The end is in sight. After forty years of flying, I am coming up on the last days of taking to the air in an occupation I love. It is hard to give it up. I’m not ready, but the federal government mandates that I hang up the keys to the jets.
It is weird to go to work, enter the pilot lounge, and see the retirement pictures of good friends on the wall. Friends and fellow pilots with whom I have shared so much of my life. We started off as greenhorns and slowly worked our way up through the ranks. Finally, we are at the top of the heap and it’s time to go. Not voluntarily, but by mandate.
Somehow, sixty five is the cutoff…a time where the powers that be say you are no longer able to function as a pilot in command.
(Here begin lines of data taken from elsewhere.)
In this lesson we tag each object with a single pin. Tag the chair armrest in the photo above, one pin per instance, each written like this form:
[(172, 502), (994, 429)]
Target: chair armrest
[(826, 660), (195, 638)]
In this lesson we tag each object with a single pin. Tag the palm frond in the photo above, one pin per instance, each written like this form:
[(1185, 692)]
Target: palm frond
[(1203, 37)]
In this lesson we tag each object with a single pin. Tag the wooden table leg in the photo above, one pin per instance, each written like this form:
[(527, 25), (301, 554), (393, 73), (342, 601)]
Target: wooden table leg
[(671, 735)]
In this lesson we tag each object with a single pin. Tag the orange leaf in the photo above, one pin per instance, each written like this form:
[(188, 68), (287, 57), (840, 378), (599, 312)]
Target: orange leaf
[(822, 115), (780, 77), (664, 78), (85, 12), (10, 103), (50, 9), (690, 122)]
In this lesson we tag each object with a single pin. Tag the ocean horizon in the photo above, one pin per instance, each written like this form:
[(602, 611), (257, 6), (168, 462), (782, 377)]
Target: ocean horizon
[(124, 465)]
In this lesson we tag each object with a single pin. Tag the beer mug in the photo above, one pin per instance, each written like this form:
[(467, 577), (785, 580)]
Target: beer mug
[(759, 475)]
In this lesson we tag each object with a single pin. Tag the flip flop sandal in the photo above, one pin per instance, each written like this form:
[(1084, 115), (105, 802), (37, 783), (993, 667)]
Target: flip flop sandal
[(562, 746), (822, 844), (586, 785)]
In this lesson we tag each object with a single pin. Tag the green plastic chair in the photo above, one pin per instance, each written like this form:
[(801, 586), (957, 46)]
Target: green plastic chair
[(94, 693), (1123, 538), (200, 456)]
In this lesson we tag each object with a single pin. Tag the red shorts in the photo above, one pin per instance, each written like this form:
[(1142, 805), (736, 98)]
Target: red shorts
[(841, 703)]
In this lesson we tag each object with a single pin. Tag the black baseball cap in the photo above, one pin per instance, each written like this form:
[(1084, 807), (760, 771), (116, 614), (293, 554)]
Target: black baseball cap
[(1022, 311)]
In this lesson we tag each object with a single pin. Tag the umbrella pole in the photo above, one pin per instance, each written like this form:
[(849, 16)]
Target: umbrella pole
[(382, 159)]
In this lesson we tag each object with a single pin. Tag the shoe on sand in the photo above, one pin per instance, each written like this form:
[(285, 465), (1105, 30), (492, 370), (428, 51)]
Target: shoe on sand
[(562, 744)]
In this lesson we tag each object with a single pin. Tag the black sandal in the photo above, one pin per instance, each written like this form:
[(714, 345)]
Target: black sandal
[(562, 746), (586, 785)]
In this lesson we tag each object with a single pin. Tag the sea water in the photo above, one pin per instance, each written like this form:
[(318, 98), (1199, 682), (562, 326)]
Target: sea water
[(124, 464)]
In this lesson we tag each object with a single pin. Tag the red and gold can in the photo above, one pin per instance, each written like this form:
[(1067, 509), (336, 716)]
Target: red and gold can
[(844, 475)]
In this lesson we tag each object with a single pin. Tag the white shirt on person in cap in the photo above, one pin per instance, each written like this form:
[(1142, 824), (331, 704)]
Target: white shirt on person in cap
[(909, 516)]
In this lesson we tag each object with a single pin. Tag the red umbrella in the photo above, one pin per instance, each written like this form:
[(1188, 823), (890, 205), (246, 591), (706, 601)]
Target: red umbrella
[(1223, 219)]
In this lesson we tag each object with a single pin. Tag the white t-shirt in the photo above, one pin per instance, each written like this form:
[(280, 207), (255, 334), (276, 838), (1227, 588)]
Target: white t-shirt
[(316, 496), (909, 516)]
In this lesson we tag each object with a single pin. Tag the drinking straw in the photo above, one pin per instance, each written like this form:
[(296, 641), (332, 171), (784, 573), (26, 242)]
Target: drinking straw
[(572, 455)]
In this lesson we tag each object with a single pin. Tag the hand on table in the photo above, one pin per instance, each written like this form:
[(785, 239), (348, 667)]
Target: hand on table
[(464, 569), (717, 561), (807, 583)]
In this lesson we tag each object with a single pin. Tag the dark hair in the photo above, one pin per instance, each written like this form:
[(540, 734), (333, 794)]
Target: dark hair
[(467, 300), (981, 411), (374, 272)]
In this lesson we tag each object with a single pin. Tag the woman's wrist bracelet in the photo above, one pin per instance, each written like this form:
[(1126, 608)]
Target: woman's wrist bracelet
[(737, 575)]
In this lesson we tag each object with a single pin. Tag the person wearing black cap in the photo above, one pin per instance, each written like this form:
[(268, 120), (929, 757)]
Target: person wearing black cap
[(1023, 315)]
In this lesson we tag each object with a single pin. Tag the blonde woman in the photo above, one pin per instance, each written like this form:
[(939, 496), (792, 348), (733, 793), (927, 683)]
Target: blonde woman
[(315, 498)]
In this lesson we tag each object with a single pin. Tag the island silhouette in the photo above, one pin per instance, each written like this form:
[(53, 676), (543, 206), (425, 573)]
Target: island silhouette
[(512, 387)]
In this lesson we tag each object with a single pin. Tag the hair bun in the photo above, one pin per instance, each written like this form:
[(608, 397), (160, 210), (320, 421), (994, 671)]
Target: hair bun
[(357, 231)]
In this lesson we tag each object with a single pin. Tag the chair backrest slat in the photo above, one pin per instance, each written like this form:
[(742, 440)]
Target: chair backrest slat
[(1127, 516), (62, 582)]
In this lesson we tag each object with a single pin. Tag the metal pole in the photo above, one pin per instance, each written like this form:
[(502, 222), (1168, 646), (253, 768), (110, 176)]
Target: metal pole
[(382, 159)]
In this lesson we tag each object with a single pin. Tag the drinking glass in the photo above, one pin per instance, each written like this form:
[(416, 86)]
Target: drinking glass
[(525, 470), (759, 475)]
That your cognitive and physical abilities put people at risk. That no matter your mental or physical abilities, you should no longer be able to fly people to their destinations. It’s arbitrary and capricious. The guidelines say it’s time to sit down, give it up, and move on.
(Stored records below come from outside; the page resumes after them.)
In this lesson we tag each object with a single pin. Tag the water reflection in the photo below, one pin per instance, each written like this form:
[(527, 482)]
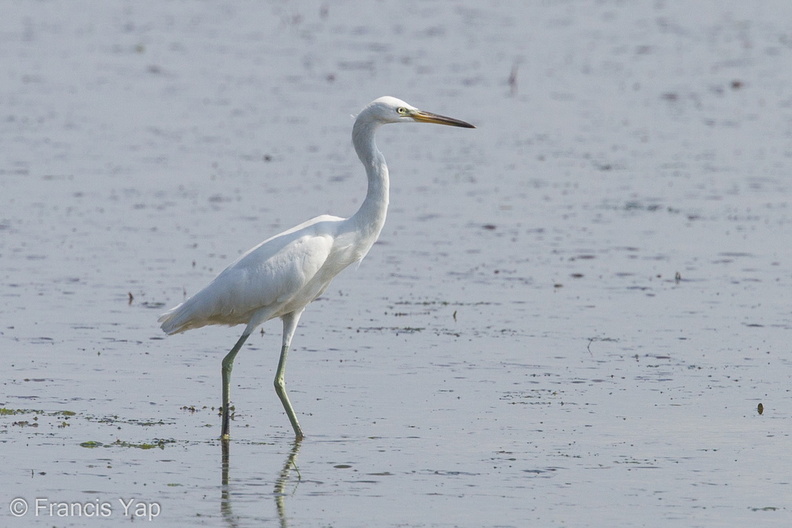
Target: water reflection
[(283, 479), (279, 491)]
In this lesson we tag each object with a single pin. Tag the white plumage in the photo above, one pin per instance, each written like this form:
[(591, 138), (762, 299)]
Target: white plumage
[(283, 274)]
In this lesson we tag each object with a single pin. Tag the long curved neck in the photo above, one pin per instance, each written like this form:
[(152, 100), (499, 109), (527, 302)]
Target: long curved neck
[(370, 218)]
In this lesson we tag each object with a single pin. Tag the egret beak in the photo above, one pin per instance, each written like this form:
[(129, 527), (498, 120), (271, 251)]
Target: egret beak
[(428, 117)]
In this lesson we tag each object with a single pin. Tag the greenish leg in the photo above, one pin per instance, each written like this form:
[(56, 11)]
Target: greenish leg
[(289, 326), (228, 365)]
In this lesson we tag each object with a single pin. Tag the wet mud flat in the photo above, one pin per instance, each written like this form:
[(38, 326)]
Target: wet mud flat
[(577, 316)]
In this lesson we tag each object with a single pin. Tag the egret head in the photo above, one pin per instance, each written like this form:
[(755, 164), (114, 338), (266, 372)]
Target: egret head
[(391, 110)]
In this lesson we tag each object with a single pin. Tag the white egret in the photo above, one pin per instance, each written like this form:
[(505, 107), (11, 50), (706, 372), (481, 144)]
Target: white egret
[(283, 274)]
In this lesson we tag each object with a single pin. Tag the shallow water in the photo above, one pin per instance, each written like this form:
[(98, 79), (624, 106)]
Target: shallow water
[(571, 318)]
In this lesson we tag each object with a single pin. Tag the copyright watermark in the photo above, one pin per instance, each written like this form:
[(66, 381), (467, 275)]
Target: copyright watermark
[(42, 507)]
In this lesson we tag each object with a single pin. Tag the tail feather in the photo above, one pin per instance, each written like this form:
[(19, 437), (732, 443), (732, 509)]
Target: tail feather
[(171, 322)]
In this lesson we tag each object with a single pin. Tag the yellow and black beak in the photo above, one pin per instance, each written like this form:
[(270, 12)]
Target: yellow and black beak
[(428, 117)]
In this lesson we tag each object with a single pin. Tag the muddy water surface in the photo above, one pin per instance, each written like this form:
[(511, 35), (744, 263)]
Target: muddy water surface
[(571, 319)]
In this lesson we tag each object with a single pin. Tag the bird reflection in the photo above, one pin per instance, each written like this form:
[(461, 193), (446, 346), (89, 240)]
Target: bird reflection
[(279, 491), (283, 479)]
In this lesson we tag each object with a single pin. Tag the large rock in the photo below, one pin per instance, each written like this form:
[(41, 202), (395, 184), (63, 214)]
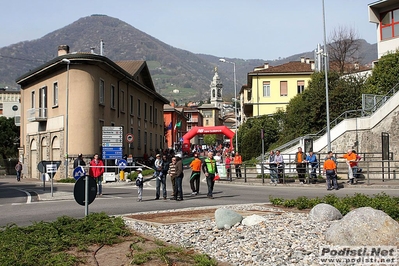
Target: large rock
[(324, 212), (226, 218), (253, 220), (362, 227)]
So over the next six months, I will try to capture for you what I feel and what I have learned. Six months isn’t a long time. It will go by in the blink of an eye. But hopefully, I can share my experience with you. My feelings. My insights. My adventures. My dreams. My hopes. It’s not the way I would choose to go, but it is what it is. Bear with me and let me vent and share. I hope we both grow and get something out of these posts. Keep climbing.